Isobel volvió a maldecir, una blasfemia más propia de un hombre. Los pantalones que llevaba se ajustaban a su trasero y, a pesar de la enfermedad, Marc sintió que su cuerpo reaccionaba.
—Si fuera más valiente, te cortaría el cuello como sin duda tú quieres cortárselo a Ian.
—¿Entonces qué te detiene?
—Esto —respondió, se inclinó hacia él y lo besó. No de manera suave, sino con un deseo carnal que le sobresaltó. Sintió que le mordía el labio inferior antes de introducir la lengua, sintió el deseo y la pasión feroz. Sintió sus dedos en la cara y en el cuello, después pellizcándole los pezones. Cuando hubo terminado, se apartó y se quitó su sabor de la boca con la mano sana—. Hay pocas cosas que le impidan a una mujer tomar a un hombre.
Deslizó la mirada hacia su erección, que era perfectamente visible a través de la sábana de lino que le cubría.
—Los hombres se aferran a la premisa de la autocomplacencia mucho más que las mujeres. Una caricia suave por aquí, un susurro por allá, la estimulación de la carne con unos dedos hábiles...
Era una bruja. Marc apartó la mirada porque todo lo que decía era cierto y porque la necesidad de tener un orgasmo allí mismo, delante de ella, era abrumadora.
Marc no le había devuelto el beso. Aquella certeza le recorrió las venas e hizo que se apartara. Si un hombre se hubiera tomado tantas libertades con ella, tal vez lo hubiera matado con el cuchillo que siempre llevaba guardado en la manga.
Pero parecía estar muy cómodo, en silencio, aguardando a que ella hablara, con las manos abiertas sobre la cama, como si el asunto no le hubiera alterado en lo más mínimo.
«Tal vez sea la mezcla de nuestra sangre, que me ha contaminado», pensó antes de que él empezara a hablar.
—¿Cuánto hace que murió tu marido?
—Hará dos años en primavera.
—¿Has estado con otro hombre desde entonces?
La pregunta le sorprendió porque había contado sus meses de celibato cada noche desde la tormenta.
La sola idea le daba vergüenza. Una mujer que pudiera sacrificarlo todo a cambio de pasión. Y sabía cuáles eran las obligaciones que la mantenían allí, frente al mar, alerta ante posibles enemigos.
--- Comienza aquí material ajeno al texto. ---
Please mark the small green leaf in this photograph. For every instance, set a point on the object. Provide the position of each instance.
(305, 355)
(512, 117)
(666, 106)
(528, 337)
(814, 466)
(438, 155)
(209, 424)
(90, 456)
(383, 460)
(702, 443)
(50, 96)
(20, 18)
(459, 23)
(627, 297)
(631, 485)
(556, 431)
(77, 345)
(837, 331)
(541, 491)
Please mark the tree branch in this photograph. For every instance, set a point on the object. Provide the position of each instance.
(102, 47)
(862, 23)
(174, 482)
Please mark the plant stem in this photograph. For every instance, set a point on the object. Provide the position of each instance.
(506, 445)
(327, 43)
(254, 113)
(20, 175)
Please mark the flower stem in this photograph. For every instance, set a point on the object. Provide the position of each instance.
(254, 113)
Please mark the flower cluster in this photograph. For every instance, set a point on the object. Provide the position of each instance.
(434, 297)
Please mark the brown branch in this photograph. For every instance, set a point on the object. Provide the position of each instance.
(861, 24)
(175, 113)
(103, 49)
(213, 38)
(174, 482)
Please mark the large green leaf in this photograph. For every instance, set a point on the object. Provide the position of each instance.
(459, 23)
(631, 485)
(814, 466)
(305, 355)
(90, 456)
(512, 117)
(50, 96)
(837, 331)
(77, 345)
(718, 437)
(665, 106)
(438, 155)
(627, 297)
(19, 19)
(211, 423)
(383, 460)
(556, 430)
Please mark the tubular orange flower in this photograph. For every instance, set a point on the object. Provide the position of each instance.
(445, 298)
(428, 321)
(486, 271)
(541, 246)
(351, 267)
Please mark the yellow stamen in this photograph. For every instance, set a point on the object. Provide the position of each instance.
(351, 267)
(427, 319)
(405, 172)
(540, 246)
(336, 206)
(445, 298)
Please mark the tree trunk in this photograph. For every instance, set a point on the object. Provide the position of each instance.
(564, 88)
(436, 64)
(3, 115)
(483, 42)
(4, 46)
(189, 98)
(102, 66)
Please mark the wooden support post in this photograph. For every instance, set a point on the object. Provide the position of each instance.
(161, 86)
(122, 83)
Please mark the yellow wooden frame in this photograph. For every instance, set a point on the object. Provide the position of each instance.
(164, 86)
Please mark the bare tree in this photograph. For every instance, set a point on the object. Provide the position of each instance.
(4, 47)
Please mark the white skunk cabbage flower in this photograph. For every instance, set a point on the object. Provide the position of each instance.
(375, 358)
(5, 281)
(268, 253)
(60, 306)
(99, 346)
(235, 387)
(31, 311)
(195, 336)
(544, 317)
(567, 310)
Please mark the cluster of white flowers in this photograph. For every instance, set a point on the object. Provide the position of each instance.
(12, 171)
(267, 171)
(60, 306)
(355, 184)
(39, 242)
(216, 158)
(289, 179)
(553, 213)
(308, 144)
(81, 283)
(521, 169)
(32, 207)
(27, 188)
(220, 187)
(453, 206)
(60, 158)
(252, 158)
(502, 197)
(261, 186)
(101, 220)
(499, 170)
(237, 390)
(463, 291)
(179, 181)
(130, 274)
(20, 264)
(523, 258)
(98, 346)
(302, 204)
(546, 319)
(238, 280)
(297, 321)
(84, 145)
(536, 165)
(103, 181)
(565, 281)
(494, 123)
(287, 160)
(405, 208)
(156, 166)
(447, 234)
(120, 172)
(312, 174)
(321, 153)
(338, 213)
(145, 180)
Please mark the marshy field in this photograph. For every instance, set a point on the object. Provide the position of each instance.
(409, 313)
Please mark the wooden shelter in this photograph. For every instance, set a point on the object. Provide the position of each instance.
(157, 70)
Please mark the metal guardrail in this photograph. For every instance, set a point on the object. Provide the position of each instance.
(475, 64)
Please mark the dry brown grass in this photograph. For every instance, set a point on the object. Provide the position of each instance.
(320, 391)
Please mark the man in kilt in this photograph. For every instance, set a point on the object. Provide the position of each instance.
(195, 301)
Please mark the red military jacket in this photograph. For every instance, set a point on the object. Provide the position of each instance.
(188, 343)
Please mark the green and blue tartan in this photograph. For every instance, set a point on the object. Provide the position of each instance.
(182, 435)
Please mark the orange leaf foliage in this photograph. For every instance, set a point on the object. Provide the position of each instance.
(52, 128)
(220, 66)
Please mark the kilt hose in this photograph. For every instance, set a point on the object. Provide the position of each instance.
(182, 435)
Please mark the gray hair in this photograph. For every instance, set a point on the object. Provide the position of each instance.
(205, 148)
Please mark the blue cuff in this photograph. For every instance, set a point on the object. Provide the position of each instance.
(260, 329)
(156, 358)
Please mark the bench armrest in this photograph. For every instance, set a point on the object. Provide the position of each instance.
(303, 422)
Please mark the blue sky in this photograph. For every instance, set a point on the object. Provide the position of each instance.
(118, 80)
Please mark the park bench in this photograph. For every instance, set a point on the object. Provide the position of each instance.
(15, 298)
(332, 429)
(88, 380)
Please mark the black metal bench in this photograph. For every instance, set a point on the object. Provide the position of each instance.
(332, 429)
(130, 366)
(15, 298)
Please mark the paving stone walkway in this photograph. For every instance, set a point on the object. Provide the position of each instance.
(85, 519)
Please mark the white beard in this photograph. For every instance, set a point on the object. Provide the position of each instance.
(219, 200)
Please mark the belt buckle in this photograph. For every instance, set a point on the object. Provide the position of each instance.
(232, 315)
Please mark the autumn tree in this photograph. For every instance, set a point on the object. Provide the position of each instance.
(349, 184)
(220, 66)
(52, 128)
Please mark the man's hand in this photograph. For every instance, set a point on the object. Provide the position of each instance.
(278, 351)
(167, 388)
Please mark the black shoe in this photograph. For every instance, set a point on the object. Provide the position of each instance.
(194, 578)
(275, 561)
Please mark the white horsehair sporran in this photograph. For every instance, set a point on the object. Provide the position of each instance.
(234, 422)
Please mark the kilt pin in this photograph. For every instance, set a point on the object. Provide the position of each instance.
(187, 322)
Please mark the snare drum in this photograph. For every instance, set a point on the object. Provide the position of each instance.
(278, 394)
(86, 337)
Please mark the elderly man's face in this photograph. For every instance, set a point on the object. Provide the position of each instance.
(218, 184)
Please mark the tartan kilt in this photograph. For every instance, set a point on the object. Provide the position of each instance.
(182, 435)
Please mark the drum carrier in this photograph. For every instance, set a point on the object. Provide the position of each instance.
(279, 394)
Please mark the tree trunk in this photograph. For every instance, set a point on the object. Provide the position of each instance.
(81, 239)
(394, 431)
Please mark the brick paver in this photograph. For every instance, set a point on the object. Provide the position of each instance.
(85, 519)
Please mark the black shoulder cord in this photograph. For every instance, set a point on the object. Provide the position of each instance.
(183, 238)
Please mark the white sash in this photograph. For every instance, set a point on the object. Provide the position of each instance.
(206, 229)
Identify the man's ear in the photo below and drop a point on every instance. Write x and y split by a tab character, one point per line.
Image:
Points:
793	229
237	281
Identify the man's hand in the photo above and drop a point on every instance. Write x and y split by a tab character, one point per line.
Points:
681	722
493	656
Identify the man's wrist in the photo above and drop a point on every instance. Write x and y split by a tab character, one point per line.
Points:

No había olvidado la promesa que le había hecho a su marido el día de su muerte, el día que había intentado sacarle la flecha de su padre, clavada en su cuerpo.
—Siempre tendrás mi corazón, Isobel —le había dicho Alisdair mientras la sangre le llenaba la boca—. ¿Podría yo llevarme el tuyo?.
Isobel se había llevado sus manos al pecho. A veces aún podía sentirlas ahí.
Abandonada a los veintiún años y sin esperanza de volver a experimentar la pasión porque los hombres de su clan reunidos en torno a su marido moribundo habían oído su plegaria y la respuesta de ella.
—Sí —había dicho a pesar del dolor, y había sido fiel a esa respuesta en todo momento. Hasta ahora, que el poder de la lujuria se había apoderado de ella. Le alegraba haber visto la erección de aquel extraño bajo la sábana, porque al menos una parte de su cuerpo la deseaba tanto como ella a él.
Seguía excitado, y no hizo nada por ocultarlo, tumbado allí, como un regalo que no tuviera intención de ofrecerle.
—Si dejara mi semilla dentro de ti y engendraras un hijo, no creo que estuvieras a salvo aquí.
«La razón y la lógica», pensó ella mientras negaba con la cabeza. Deseaba algo completamente diferente. Su marido Alisdair había sido el maestro de la razón y de la lógica, y a veces lo único que ella había deseado era un poco de abandono desenfrenado.